I'm trying to create a strongly-typed function that maps over a homogeneous array of functions that return an arbitrary value.
I've experimented with both of these, and while they both successfully return the correct types, I get errors in the return value:
const runAll = <T extends (() => any)[]>(
array: [...T],
): {
[P in keyof T]: ReturnType<T[P]>
} => {
const result = [];
for (let i = 0; i < array.length; i += 1) {
result.push(array[i]());
}
return result;
}
// ^ Error: Type 'any[]' is not assignable to type '{ [P in keyof T]: ReturnType<T[P]>; }'.ts(2322)
const results = runAll([
() => 'hello',
() => 123,
() => true,
]);
// const results: [string, number, boolean]
const runAll = <T extends (() => unknown)[]>(
actions: [...T],
): {
[P in keyof T]: ReturnType<T[P]>;
} => actions.map(action => action());
// ^ Error: Type 'unknown[]' is not assignable to type '{ [P in keyof T]: ReturnType<T[P]>; }'.ts(2322)
const results = runAll([
() => 'hello',
() => 123,
() => true,
]);
// const results: [string, number, boolean]

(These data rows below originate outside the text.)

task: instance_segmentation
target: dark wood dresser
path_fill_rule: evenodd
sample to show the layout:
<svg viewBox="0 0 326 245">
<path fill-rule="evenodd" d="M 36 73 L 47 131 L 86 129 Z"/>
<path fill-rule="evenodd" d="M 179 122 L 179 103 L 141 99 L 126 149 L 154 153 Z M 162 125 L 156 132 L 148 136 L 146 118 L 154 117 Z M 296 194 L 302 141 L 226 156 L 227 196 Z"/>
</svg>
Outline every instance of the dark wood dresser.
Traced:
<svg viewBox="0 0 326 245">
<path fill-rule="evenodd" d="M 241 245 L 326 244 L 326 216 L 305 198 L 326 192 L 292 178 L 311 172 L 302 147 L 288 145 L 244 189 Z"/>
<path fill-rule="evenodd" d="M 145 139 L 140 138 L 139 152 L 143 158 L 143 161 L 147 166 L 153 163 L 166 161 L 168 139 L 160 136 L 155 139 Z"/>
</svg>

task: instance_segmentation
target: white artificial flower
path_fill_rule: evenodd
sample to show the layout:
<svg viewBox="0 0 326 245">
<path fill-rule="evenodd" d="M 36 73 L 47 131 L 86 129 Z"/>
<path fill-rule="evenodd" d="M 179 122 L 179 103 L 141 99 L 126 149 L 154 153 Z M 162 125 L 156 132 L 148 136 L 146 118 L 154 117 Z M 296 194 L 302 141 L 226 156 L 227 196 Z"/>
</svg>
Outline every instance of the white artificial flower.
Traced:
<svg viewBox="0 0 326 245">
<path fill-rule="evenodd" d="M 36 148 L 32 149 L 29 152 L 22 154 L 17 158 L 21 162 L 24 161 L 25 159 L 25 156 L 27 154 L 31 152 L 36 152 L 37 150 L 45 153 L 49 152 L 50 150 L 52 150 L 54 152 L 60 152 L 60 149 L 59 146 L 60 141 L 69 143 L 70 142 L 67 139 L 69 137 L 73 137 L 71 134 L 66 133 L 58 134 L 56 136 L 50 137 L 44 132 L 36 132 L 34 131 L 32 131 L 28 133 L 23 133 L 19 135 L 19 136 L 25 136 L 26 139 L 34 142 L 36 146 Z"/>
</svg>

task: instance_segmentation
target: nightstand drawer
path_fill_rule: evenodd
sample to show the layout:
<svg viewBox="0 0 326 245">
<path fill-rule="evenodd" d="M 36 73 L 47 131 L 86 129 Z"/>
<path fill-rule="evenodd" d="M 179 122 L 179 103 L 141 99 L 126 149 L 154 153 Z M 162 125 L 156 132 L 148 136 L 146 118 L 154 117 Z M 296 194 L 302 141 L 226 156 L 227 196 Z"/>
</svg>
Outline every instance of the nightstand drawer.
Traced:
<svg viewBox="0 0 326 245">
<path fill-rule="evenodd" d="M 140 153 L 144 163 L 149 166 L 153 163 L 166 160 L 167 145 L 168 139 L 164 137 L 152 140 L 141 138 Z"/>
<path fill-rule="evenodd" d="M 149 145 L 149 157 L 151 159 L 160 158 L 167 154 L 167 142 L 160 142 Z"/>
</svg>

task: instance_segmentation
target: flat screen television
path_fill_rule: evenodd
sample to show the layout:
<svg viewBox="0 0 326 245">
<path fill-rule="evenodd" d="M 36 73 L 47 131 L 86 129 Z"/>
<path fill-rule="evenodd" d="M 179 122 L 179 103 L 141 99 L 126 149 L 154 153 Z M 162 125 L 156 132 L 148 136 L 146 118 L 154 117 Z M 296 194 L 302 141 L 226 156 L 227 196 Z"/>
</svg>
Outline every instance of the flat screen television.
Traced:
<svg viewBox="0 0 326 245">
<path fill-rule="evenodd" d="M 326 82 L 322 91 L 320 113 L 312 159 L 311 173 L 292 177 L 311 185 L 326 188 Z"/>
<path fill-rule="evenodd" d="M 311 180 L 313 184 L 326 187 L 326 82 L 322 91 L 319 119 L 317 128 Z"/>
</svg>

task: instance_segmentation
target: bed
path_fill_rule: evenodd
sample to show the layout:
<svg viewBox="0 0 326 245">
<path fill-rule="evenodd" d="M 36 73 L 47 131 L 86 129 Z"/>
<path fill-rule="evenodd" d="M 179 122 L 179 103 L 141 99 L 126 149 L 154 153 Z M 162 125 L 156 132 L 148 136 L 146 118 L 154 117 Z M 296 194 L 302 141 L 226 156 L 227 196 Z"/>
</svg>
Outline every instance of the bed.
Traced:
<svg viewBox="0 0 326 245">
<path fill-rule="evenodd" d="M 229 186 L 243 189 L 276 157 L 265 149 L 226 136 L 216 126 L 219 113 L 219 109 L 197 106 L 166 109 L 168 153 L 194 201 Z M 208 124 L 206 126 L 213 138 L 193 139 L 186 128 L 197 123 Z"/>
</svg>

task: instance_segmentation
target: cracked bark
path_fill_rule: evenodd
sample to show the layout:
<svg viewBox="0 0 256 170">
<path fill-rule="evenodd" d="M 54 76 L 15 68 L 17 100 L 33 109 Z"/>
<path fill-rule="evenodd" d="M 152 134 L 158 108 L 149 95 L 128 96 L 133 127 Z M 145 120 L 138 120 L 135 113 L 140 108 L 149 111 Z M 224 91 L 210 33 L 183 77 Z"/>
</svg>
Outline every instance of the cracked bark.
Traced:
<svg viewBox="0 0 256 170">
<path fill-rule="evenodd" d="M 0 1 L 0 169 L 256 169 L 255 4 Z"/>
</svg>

What is the correct way to match the return type?
The simplest (and perhaps only) way to do this is to explicitly cast from the unknown[] returned by .map to the complex return type of runAll. I know that feels wrong, but you know that the cast will always be safe, so it's not terrible to make it internally within the function. I went off your second example, and also fixed a secondary error I got from the return type. (I probably have a newer TS version.) The result:
type AllResults<T> = {
[P in keyof T]: T[P] extends (() => unknown) ? ReturnType<T[P]> : never;
};
const runAll = <T extends Array<() => unknown>>(
actions: [...T],
): AllResults<T> => actions.map(action => action()) as AllResults<T>;
const results = runAll([
() => 'hello',
() => 123,
() => true,
]);
// const results: [string, number, boolean]